In 2018, Schrock joined the faculty of his alma mater, the University of California, Riverside, where he is now the Distinguished Professor and George K. Helmkamp Founder's Chair of Chemistry. He cited his interest in mentoring junior faculty and students. "My experience as an undergraduate at UCR in research in the laboratory of James Pitts and the quality of the classes in chemistry prepared me for my Ph.D. experience at Harvard.  I look forward to returning to UCR for a few years to give back some of what it gave to me," Schrock said.

== Research ==
In 1974 Schrock discovered the alpha hydrogen abstraction reaction, which creates alkylidene complexes from alkyls and alkylidyne complexes from alkylidenes. At MIT Schrock was the first to elucidate the structure and mechanism of so-called 'black box' olefin metathesis catalysts. He showed that the alpha abstraction reaction could be used to prepare molybdenum or tungsten alkylidene and alkylidyne complexes in large variety through ligand variations. Catalysts could then be designed at a molecular level for a given purpose. Schrock has done much work to demonstrate that metallacyclobutanes are the key intermediates in olefin metathesis, while metallacyclobutadienes are the key intermediates in alkyne metathesis. Projects outside of metathesis include elucidating the mechanism of dinitrogen fixation and developing single molecule catalysts which form ammonia from dinitrogen, mimicking the activity of nitrogenase enzymes in biology.

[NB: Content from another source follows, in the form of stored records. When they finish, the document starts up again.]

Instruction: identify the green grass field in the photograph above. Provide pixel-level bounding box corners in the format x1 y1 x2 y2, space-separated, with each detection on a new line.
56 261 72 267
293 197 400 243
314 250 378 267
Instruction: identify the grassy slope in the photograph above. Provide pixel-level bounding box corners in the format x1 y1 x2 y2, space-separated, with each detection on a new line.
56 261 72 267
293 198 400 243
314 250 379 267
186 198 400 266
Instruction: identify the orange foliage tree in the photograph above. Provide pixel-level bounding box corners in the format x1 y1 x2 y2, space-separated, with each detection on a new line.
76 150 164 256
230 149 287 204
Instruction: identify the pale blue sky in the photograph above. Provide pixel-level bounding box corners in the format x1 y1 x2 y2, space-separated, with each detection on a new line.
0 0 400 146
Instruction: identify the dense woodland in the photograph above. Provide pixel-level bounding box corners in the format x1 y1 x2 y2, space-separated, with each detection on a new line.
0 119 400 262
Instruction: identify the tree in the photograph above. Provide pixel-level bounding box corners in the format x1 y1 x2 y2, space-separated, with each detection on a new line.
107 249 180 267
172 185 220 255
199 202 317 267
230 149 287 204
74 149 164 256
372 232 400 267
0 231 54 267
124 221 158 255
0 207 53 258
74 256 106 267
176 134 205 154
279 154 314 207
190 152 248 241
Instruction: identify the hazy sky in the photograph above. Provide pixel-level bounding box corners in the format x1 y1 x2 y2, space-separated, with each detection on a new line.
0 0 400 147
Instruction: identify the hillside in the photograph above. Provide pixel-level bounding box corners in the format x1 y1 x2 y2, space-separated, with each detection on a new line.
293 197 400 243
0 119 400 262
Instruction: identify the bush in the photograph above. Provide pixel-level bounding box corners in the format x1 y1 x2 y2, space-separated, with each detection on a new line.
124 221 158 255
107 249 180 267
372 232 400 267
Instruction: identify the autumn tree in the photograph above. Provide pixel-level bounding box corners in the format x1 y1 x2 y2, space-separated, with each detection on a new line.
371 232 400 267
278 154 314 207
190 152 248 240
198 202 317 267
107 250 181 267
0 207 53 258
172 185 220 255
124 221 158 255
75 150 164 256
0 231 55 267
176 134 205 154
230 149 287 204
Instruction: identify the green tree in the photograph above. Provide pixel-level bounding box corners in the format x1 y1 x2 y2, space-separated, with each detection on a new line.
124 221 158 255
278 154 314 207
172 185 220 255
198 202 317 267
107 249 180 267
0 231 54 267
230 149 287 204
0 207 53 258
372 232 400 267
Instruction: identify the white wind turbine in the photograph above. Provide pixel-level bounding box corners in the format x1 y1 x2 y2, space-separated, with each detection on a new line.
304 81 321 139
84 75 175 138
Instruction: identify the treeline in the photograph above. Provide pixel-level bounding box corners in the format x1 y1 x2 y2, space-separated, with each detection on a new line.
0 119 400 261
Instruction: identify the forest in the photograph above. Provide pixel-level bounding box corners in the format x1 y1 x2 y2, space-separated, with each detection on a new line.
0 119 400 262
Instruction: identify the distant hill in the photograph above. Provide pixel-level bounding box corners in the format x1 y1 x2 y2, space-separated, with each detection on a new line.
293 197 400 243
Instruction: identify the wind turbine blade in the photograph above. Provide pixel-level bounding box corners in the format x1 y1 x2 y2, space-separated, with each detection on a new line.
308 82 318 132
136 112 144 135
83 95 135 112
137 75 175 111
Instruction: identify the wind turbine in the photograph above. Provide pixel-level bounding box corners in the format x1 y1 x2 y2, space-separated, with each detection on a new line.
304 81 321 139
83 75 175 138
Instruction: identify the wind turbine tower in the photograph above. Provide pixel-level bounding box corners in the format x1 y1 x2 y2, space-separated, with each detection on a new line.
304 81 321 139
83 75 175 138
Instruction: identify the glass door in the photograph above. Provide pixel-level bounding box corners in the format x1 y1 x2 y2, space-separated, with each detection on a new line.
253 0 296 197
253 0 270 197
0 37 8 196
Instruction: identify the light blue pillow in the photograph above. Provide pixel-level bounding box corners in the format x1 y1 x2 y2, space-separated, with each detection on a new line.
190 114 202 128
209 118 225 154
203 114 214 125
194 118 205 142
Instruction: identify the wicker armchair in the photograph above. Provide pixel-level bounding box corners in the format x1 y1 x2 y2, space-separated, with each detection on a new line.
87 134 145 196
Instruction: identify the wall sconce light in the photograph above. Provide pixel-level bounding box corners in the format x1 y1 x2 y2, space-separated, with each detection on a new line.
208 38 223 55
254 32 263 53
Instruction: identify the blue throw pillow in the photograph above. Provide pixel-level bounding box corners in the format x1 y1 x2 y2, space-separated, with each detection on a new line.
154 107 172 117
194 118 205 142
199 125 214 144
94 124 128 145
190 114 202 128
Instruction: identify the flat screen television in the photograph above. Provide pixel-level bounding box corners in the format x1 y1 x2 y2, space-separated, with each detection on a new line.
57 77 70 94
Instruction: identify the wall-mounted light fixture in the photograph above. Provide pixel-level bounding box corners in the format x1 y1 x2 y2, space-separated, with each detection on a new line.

Many supporting ligands have been explored in efforts to better understand the nature of the single molecule catalysts, most notably 2,6-diisopropylphenylimido and adamantylimido, as well as various tert-butyl alkoxides with varying degrees of fluorination. The prototypical Schrock catalyst is (R"O)2(R'N)Mo(CHR) where R = tert-butyl, R' = 2,6-diisopropylphenyl, and R" = C(Me)(CF3)2. Such catalysts are now commercially available from such major suppliers as Sigma-Aldrich and XiMo, inc., which is now owned by Verbio, AG, and are used frequently in synthetic applications of olefin metathesis in the laboratory and on a commercial scale. Schrock's work is ongoing with goals of furthering the understanding of metathesis selectivity, developing new catalyst architectures, and elucidating how alkylidenes and alkylidynes are formed naturally from olefins.

==Awards and honors==

===Nobel Prize===
In 2005, Schrock received the Nobel Prize in Chemistry, with Robert H. Grubbs and Yves Chauvin, for his work in the area of olefin metathesis, an organic synthesis technique.
In addition to the Nobel Prize, Schrock has won numerous awards including:

- ACS Award in Organometallic Chemistry (1985)
- Harrison Howe Award of the Rochester ACS section (1990)
- Alexander von Humboldt Award (1995)
- ACS Award in Inorganic Chemistry (1996)
- Bailar Medal from the University of Illinois (1998)
- ACS Cope Scholar Award (2001)
- Sir Geoffrey Wilkinson Lecturer and Medalist (2002)
- Sir Edward Frankland Prize Lecturer (2004)
- F. Albert Cotton Award in Synthetic Inorganic Chemistry (2006)
- Theodore Richards Medal from the Northeast ACS section (2006)
- August Wilhelm von Hofmann Medal from the German Chemical Society (2005)
- Basolo Medal (2007)
- Elected a Foreign Member of the Royal Society (ForMemRS) in 2008.
- Chemistry library at the University of Sussex named in his honour (2013)
- Schrock carbenes are named in his honour

==Personal life==
Schrock married Nancy Carlson in 1971 and has two children, Andrew and Eric. Nancy Schrock was the Thomas F. Peterson Jr. Conservator of Special Collections for the MIT Libraries from 2006 to 2013. The family lives in Winchester, Massachusetts.